Introduction to Gene Expression Analysis by Arrays - Prelab

For this prelab, read the material below and execute only the commands followed by an empty code cell.

I.1. Overview and Objectives

In this lab, we will introduce you to the analysis of gene expression data, as generated by microarrays. After this prelab and some in-class activities, you will:

Use R and the Bioconductor package to load libraries and tools required for the analysis of these data
Read data and files into R that you will need for analysis: CEL files, and phenotypes
Learn about several useful functions for viewing data: hist(), image(), boxplot()

For those also interested, we include a couple of optional features which may be of interest:

Visualize results of analysis via a Quantile-Quantile (QQ) plot.
Another 'nifty' functions: heatmap, volcano plots.

In the following prelab, we're going to walk through a range of commands (and motivatory details).

II. Brief review: Technology for Gene Expression Analysis

It turns out that there are a wide range of technologies used to assay gene expression in the genome. A short review of the types of microarray technologies are given in the first part of a paper by Miller and Tang (2009). (see paper in Canvas)

But not only do the types of technology used to assay gene expression differ, the types of transcripts that are assayed by a given microarray will also differ:

One might want to use a small collection of probes to query all transcripts.
Or, probes for every exon in all transcripts.
Or alternatively still, only a subset of all transcripts (ie. 'onco-chips' which select only cancer-related oncogenes or tumor supressor genes).
And finally, the probes one designs for a mouse will be different for that for humans.

__It is important you know what type of array experiment design you are performing, or analyzing__. Specifically, this has importantly implications for pathway enrichment analysis.
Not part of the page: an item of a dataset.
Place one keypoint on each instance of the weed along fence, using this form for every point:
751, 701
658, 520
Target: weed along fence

But more practically, you need to be aware of what annotation files to use, for later analyses.

III. Brief review: Motivation for Gene Expression Studies

If this is a new scientific area to you, we've provided a couple of review papers to you to read:

(1) a short PloS Comp Biology paper from Slonim and Yanai (2009). (2) a longer review paper from Alison et al. (2006).

These papers can be found on Canvas. Broadly, I have summarized the following take home messages:

Gene expression microarrays allow the survey of the expression of virtual all genes in the genome, at a specfic point in time. Often, in different treated or untreated states.
One objective of these experiments is to determine if the expression of a given gene is different between treatments, conditions, or tissues: i.e. H0 = The condition has no effect on the expression of a gene (β = 0) H1 = The condition has an effect on the expression of a gene (β != 0) and our goal is to determine if β is significantly different from zero.
Here, note that we are describing the hypothesis test for a single gene. In a single microarray experiment, we assay thousands of genes, simultaneously. As a result, mutliple-hypothesis testing issues apply. In other words, we should not consider all genes that have a nominal P < 0.05 to "significantly differ" in levels of gene expression (e.g. if 1000 genes were tested, we'd expect 50 by chance to score P < 0.05. Not what we want!). The levels of significance require burden of proof given the number of genes (and hypotheses) tested. There are ways apply correction for mutliple testing, and we'll go over some of that later.
A corollary to this question is to identify specific sets of genes (or pathways) that differ between these groups; typically, we think about the use of gene sets from Gene Ontology or curated sets of Pathways to test these hypotheses.
The design of an experiment follows this general workflow:

We are going to focus our modules here on the use of Affymetrix microarrays. The major file format by which data is provided by these arrays are files in the .CEL format. The CEL file is a file that summarizes of the results of the intensity calculations on the pixel values read from the microarray. These files contain a bunch of information how how the intensity value for the given probe was calculated, and summary statistics for that intensity (mean, standard deviation), in addition to perhaps other pieces of information about the experiment performed. Unfortunately, these files are quite large and, consequently, are stored in a binary (not-human readable) format: if you try to 'peek' at them in UNIX (using less, or more, or head), you'll probably get a bunch of jibberish. Note that there are ways to convert a CEL file into a human readable format, but we won't go into those details here.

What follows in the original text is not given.